Les contours précis de l’accord de 2025

Signée à Northwood le 10 juillet 2025, la Déclaration de coopération nucléaire franco-britannique franchit un cap, et crée un groupe de pilotage, placé sous la Présidence française et le Cabinet Office britannique, pour orienter la coopération doctrinale et technologique.

Le texte stipule que « nos forces nucléaires, bien qu’ indépendantes, peuvent être coordonnées », tout en réaffirmant que « toute menace extrême contre l’Europe appellerait une réponse conjointe », principe déjà formulé à Chequers en 1995. Cette déclaration, saluée comme « historique » par Keir Starmer, ancre l’idée d’une solidarité stratégique sans partage d’arsenaux .

Sur le plan technique, l’accord étend la coopération scientifique entamée avec le programme Teutates. Les installations de Valduc et Aldermaston demeurent au cœur du dispositif : la Déclaration de Lancaster House 2.0 engage les deux pays à « utiliser davantage les installations de l’autre » et à renforcer les échanges de chercheurs. La coopération reste strictement encadrée : elle concerne la simulation, la recherche et la sûreté, non les armes elles-mêmes.

Parallèlement, Londres et Paris réorganisent leur Force expéditionnaire conjointe (CJEF) en une Force commune interarmées, tournée vers la dissuasion et la haute intensité dans le champ euro-atlantique. Le 11 juillet 2025, le ministre britannique de la Défense John Healey présente au Parlement cette modernisation comme un « changement générationnel » garantissant une coordination « sans fusion des chaînes de commandement » .

Enfin, l’accord s’inscrit dans une « entente industrielle » plus vaste : développement du missile FMAN/FMC, modernisation des Storm Shadow/SCALP, coopération sur les armes à énergie dirigée et sur la défense IAMD.

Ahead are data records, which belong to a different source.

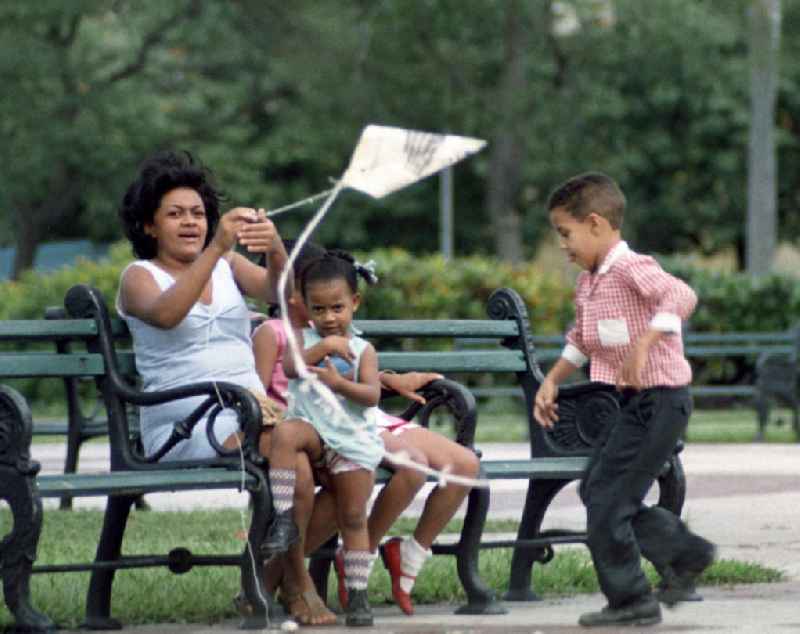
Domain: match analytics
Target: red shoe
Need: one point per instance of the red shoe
(338, 564)
(390, 554)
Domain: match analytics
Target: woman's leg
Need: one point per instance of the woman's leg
(398, 493)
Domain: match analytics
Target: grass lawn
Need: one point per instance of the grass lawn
(204, 595)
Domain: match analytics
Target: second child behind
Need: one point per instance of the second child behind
(350, 450)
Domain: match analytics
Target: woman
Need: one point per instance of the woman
(182, 300)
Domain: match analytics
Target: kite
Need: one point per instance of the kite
(385, 160)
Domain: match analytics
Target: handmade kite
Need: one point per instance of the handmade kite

Un accord plus politique que militaire

À défaut d’adopter des mesures techniques et concrètes, l’accord de 2025 a une vocation diplomatique forte. Il répond à une double logique : restaurer la crédibilité de la dissuasion européenne et conforter le rôle international des deux pays. Pour Londres, il s’agit de préserver un ancrage continental après le Brexit et de compenser la dépendance à Washington. Pour Paris, l’enjeu est de renforcer sa capacité de dissuasion tout en consolidant la doctrine d’« autonomie stratégique européenne ». Cette alliance accroît la visibilité des deux États sans remettre en cause leur indépendance de décision. Aucune doctrine d’emploi commune n’est envisagée et les arsenaux restent séparés. Le caractère politique prime sur la logique militaire : la coordination vise avant tout à envoyer un signal de cohésion stratégique à la Russie. L’accord consacre une alliance de souverainetés plutôt qu’une fusion de forces. En définitive, cette initiative réaffirme la singularité du tandem franco-britannique : deux puissances moyennes unies par la dissuasion, décidées à défendre ensemble la stabilité nucléaire de l’Europe.